As this city embarks on a mission to establish public transportation, another city to the south struggles to sustain its own transit system.
Jackson’s JATRAN hit a financial roadblock after bus-fare profits dropped by more than a third while the city-funded operating costs rose by two-thirds, both in the past four years.
Officials in the state capitol now are debating about what to do: Slash services from the 13-route system or dip deeper into the municipality’s budget to keep it alive.
Could Tupelo face the same financial woes if it moves ahead with plans for bus service here?

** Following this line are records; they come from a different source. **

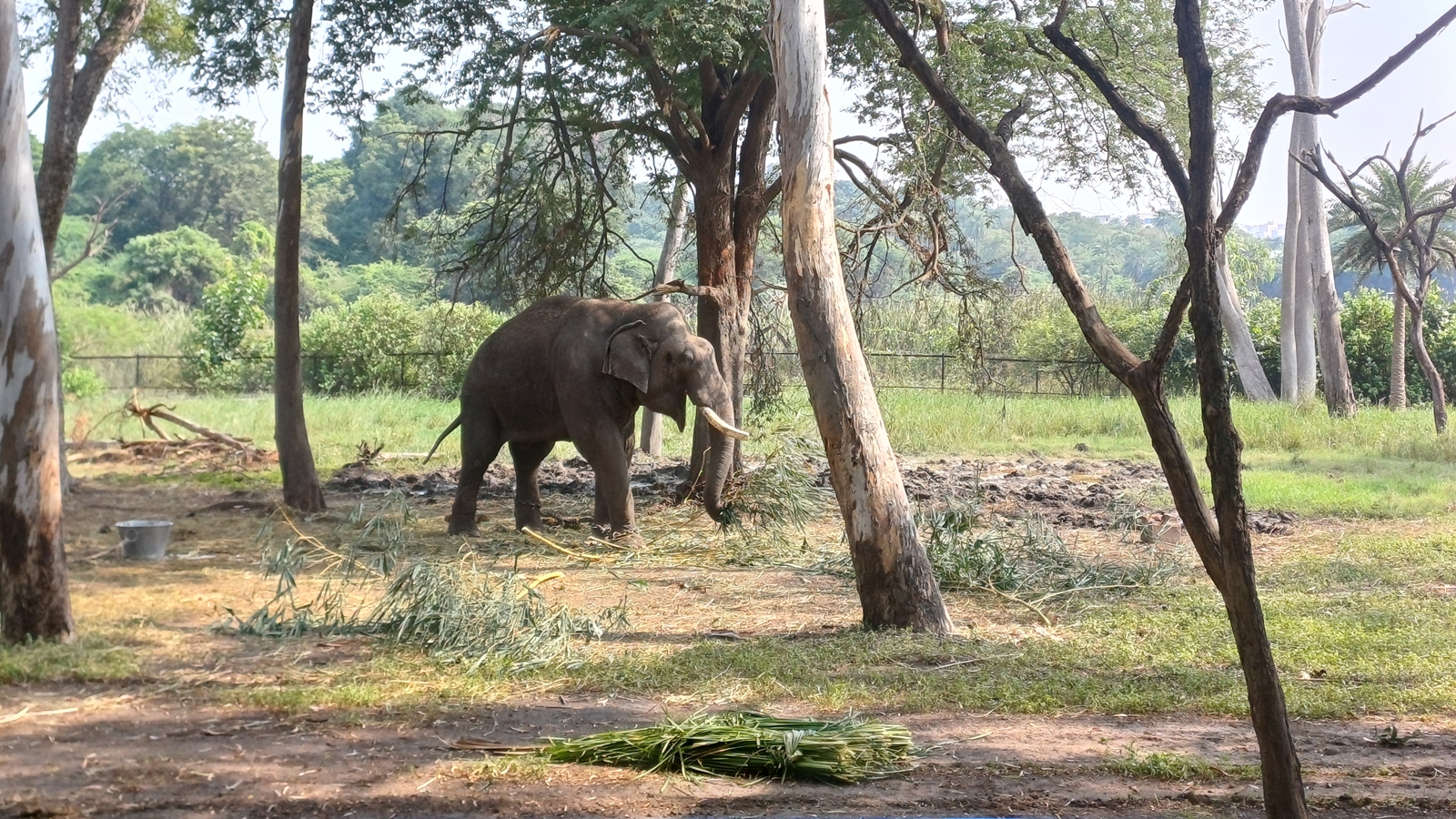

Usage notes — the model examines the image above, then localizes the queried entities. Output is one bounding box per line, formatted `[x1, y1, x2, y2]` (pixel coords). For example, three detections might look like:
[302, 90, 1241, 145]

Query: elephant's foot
[446, 513, 480, 538]
[592, 523, 646, 547]
[515, 502, 541, 531]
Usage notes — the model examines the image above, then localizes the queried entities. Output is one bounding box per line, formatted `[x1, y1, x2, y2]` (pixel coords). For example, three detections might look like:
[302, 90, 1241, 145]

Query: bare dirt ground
[0, 459, 1456, 819]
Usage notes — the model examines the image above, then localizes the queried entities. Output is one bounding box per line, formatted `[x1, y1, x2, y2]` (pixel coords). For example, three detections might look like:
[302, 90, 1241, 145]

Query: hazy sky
[34, 0, 1456, 225]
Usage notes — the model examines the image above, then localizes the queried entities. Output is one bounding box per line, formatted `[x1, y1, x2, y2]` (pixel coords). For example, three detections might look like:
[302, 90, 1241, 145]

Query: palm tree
[1330, 157, 1456, 410]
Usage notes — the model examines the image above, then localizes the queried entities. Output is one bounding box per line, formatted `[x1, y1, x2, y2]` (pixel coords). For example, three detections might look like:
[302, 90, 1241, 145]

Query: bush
[295, 293, 504, 397]
[182, 267, 271, 390]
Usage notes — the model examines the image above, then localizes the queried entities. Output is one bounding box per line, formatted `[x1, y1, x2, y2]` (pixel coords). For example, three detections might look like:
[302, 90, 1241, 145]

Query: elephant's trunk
[690, 379, 748, 523]
[703, 408, 737, 523]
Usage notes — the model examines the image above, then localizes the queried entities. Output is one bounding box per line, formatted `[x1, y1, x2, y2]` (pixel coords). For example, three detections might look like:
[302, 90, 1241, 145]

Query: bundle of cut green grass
[541, 711, 920, 784]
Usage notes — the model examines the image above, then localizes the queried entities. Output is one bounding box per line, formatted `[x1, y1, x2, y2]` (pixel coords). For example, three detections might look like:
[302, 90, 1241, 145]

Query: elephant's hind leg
[511, 441, 556, 529]
[450, 419, 500, 535]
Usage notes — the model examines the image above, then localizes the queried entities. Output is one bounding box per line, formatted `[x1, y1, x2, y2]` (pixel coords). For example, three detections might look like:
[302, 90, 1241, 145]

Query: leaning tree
[0, 0, 76, 642]
[864, 0, 1456, 819]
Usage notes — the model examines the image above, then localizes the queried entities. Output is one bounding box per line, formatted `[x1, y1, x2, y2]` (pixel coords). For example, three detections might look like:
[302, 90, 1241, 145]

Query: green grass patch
[1105, 744, 1259, 783]
[0, 632, 140, 685]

Anything is possible, transit officials say, but Tupelo and Jackson play by entirely different rules when it comes to public transit funding. And Tupelo’s rules probably give the city better odds at winning.
According to Charles Carr, Public Transit Division director of the Mississippi Department of Transportation, large urban cities like Jackson receive no federal dollars for operating costs. They get assistance only on capital expenditures.

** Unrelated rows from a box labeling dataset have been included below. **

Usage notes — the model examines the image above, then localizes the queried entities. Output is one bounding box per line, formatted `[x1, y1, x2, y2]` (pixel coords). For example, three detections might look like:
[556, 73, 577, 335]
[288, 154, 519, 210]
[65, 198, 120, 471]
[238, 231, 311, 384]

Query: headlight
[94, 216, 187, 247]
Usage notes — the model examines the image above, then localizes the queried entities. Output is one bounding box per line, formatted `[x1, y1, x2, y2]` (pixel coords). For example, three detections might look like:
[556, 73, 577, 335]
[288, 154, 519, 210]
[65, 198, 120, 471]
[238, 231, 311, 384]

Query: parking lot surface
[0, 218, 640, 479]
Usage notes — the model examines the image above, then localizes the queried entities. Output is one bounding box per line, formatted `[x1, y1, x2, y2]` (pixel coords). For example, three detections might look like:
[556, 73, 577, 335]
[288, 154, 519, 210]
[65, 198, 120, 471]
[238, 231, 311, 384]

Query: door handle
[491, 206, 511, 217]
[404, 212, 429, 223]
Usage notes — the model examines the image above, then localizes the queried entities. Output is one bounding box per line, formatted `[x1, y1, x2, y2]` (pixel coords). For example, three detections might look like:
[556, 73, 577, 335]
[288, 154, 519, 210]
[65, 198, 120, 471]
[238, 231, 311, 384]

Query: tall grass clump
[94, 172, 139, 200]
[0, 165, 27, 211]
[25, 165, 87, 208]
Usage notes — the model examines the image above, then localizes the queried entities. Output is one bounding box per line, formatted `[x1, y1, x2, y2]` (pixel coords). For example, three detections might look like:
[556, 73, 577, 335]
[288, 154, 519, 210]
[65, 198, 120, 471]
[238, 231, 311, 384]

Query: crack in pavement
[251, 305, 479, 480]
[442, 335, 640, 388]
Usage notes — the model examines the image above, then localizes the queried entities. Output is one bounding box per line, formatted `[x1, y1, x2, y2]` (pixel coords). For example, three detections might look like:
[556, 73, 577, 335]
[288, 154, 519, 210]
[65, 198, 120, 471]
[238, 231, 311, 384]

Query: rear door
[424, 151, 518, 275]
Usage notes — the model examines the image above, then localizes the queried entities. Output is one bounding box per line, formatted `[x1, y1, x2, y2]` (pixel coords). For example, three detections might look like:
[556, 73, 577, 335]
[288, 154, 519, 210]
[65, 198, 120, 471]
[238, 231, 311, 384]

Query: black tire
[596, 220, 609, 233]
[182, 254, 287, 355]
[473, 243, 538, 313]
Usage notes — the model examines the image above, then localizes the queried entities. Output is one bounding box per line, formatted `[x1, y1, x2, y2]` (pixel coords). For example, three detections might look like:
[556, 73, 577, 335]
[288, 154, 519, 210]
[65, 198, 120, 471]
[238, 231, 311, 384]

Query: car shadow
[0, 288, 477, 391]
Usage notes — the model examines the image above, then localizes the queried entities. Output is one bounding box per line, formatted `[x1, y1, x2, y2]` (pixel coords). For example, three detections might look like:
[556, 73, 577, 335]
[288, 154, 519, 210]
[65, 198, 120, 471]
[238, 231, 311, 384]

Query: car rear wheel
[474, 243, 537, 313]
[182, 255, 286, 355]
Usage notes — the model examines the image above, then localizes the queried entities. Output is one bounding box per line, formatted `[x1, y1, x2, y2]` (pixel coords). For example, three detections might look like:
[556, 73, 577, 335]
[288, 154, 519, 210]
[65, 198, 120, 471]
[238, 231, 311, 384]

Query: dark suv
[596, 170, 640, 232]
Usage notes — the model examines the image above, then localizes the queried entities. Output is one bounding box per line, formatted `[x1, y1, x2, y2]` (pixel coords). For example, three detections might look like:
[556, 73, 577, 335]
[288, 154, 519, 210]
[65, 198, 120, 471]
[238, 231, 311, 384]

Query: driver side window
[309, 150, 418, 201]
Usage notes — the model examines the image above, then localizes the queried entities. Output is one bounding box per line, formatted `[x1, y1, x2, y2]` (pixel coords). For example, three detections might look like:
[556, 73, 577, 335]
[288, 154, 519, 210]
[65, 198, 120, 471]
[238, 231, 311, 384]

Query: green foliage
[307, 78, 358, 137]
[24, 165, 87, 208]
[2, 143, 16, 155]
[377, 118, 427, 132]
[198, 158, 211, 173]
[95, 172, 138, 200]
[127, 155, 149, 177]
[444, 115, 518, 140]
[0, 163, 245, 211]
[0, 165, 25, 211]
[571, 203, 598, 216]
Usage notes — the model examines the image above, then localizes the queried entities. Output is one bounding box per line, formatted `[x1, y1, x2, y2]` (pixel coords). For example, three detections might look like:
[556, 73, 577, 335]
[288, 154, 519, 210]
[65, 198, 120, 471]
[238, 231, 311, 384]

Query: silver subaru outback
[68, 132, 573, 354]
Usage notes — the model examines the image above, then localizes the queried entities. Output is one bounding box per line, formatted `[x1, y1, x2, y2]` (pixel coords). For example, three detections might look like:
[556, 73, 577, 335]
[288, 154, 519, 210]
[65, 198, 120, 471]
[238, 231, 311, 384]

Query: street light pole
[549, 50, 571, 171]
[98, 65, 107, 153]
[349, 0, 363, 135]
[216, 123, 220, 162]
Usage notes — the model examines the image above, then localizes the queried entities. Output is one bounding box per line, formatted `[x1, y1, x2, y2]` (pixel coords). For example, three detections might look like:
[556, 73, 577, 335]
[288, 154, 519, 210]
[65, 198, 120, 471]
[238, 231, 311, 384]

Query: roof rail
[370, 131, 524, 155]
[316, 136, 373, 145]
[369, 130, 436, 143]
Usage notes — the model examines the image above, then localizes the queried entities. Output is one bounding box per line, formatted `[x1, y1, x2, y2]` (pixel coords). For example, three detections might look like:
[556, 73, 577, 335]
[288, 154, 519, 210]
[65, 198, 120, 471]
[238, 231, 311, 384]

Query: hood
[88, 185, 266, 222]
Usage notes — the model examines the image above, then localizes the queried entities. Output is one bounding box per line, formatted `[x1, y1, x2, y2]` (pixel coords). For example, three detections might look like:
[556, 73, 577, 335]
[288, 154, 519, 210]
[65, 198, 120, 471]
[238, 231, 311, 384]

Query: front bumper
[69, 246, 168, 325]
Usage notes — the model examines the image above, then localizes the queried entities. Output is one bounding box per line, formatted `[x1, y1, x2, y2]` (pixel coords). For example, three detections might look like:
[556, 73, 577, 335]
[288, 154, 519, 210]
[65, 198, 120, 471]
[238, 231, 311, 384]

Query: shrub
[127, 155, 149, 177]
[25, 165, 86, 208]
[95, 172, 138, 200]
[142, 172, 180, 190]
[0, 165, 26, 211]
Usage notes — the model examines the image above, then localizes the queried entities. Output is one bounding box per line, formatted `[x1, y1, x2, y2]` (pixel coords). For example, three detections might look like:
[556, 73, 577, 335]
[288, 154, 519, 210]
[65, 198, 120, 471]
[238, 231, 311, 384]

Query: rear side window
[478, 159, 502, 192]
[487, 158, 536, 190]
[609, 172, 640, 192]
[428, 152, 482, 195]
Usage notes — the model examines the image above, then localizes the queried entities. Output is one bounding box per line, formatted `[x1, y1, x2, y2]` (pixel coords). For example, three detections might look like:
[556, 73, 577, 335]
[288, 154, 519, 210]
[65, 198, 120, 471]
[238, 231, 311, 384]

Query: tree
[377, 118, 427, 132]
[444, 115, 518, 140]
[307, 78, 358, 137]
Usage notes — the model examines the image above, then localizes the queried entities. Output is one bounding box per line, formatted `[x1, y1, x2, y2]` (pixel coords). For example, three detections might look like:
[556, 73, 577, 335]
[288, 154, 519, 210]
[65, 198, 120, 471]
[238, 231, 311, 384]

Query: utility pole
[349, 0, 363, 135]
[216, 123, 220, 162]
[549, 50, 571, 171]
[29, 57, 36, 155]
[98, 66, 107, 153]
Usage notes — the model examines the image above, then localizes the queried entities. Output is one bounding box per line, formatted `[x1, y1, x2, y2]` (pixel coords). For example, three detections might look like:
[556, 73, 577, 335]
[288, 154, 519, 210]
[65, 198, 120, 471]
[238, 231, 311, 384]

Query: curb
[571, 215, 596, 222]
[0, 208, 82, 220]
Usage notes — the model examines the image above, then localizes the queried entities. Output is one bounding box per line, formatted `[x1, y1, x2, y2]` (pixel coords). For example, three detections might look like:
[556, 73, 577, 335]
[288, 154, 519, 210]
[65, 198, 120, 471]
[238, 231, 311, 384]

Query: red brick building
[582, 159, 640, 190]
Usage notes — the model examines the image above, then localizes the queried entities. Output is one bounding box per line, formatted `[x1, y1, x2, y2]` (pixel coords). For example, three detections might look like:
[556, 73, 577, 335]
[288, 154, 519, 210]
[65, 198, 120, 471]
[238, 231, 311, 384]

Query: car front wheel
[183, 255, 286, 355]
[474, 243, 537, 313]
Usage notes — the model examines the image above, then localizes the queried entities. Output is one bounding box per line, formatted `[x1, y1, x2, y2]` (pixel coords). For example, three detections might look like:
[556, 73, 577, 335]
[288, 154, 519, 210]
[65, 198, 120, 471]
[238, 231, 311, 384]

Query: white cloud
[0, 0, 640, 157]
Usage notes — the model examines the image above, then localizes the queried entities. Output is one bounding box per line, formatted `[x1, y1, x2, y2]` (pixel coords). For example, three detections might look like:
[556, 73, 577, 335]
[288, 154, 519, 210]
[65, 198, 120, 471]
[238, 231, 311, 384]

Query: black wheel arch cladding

Compare that to municipalities like Tupelo, Vicksburg or Meridian whose public transportation systems can get half of their operating costs and 80 percent of their capital costs covered by federal subsidies.
But that still leaves a funding hole that cities must plug. And that can cost hundreds of thousands of dollars a year or more. In Jackson’s case, it will cost $5.4 million to keep JATRAN afloat without cutting service.

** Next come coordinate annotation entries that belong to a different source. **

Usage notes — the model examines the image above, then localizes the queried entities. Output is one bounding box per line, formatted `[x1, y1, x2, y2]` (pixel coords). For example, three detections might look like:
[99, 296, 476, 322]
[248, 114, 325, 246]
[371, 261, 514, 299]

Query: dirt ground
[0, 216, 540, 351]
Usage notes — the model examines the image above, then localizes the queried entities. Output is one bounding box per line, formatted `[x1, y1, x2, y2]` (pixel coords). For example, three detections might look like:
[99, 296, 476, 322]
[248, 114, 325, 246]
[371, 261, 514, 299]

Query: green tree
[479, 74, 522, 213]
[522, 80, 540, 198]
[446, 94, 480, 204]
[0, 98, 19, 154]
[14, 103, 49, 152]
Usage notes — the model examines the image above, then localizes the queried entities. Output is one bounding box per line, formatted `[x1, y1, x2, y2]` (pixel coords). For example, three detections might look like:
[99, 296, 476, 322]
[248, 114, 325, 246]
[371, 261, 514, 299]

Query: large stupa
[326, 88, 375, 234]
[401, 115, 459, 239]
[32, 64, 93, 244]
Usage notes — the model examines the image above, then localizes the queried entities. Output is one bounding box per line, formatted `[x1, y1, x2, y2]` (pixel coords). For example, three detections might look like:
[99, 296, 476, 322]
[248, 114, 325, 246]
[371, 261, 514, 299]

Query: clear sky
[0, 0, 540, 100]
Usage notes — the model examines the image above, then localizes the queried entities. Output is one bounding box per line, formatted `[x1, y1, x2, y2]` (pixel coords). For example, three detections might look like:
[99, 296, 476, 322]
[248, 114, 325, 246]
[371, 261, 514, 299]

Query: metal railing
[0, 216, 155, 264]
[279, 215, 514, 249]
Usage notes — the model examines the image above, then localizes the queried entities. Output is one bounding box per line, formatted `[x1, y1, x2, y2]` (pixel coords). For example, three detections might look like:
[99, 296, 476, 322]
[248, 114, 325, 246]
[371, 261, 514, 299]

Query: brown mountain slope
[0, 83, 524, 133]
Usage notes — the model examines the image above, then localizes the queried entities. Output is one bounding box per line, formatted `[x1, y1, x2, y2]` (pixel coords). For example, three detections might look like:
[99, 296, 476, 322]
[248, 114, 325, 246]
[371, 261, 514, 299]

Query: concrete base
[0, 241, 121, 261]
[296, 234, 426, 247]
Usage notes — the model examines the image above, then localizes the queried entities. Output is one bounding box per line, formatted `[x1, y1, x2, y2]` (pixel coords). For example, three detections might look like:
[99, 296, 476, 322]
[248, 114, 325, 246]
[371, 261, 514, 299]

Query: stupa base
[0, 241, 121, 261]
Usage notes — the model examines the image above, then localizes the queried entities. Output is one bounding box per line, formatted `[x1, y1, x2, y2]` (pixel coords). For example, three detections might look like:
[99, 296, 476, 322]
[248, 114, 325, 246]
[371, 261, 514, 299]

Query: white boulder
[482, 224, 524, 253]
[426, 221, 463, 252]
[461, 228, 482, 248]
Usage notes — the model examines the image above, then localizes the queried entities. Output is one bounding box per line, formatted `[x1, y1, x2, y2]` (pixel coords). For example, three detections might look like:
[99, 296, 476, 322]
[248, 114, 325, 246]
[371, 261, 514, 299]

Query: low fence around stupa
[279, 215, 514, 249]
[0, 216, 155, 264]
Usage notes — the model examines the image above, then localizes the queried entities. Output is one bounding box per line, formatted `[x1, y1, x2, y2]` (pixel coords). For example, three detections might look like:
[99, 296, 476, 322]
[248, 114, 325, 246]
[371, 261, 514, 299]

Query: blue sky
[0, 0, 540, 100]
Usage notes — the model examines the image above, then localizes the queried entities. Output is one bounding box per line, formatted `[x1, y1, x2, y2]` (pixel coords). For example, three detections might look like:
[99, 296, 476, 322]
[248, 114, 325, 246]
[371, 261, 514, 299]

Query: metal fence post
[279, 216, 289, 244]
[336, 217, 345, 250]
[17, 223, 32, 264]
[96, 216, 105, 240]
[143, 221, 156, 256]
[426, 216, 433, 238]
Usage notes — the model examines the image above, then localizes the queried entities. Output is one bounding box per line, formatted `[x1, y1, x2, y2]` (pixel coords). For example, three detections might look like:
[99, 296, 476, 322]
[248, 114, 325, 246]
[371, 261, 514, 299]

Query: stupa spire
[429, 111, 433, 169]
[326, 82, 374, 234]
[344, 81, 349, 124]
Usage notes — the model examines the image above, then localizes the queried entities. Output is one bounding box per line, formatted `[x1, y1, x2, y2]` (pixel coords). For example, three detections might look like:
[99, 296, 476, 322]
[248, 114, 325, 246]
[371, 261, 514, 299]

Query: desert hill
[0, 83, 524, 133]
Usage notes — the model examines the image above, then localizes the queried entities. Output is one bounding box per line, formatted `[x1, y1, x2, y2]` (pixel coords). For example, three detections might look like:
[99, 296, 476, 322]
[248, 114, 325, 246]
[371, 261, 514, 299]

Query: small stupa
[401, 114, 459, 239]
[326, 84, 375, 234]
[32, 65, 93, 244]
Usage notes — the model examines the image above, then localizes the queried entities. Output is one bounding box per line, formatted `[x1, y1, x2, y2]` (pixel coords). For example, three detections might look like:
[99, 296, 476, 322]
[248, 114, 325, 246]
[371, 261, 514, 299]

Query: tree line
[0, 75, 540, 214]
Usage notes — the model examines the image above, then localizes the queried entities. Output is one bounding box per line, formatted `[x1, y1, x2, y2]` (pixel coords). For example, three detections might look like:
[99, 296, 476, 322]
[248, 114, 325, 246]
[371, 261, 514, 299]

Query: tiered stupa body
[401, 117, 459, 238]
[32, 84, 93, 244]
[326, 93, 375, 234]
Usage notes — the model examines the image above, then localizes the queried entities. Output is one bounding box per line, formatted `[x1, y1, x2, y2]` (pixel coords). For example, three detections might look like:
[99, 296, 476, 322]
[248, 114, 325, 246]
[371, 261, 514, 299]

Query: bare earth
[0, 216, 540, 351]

“There is no serious effort to reform the system down here because that will involve maybe laying people off or moving folks,” said Jackson’s Ward 1 City Councilman Jeff Weill, a self-described fiscal conservative. “The sensible thing would be to cancel those big empty buses on routes people don’t ride. One of our routes costs $29 to run and brings in 50 cents in revenue.”
Weill advised Tupelo to start small and grow only as fast as the ridership and economy will allow.
“Once you plant a seed and grow a new institution,” he said, “it’s impossible to root up later.”
The same advice was offered to members of Tupelo’s Public Transportation Commission on Friday by Cleveland Joseph of the Three Rivers Planning and Development District.
Along with Carr and other transit experts, Joseph attended a nearly three-hour meeting at City Hall with the five-member group to plot strategies for launching a bus service in Northeast Mississippi’s largest town.
And while those members said Tupelo taxpayers might bear the brunt of the post-subsidies costs of a bus system, they hope area businesses will share some of the expense.
Chairman Brad Prewitt said he wants Tupelo to partner with several organizations willing to split the costs.
That kind of collaboration can mean the difference between a situation like JATRAN and one like Oxford’s OUT or Vicksburg’s NRoute, both of which previously got or currently receive private dollars.
“One of the reasons Vicksburg was so successful,” Carr said, “was because of the political will to get support from the business community.”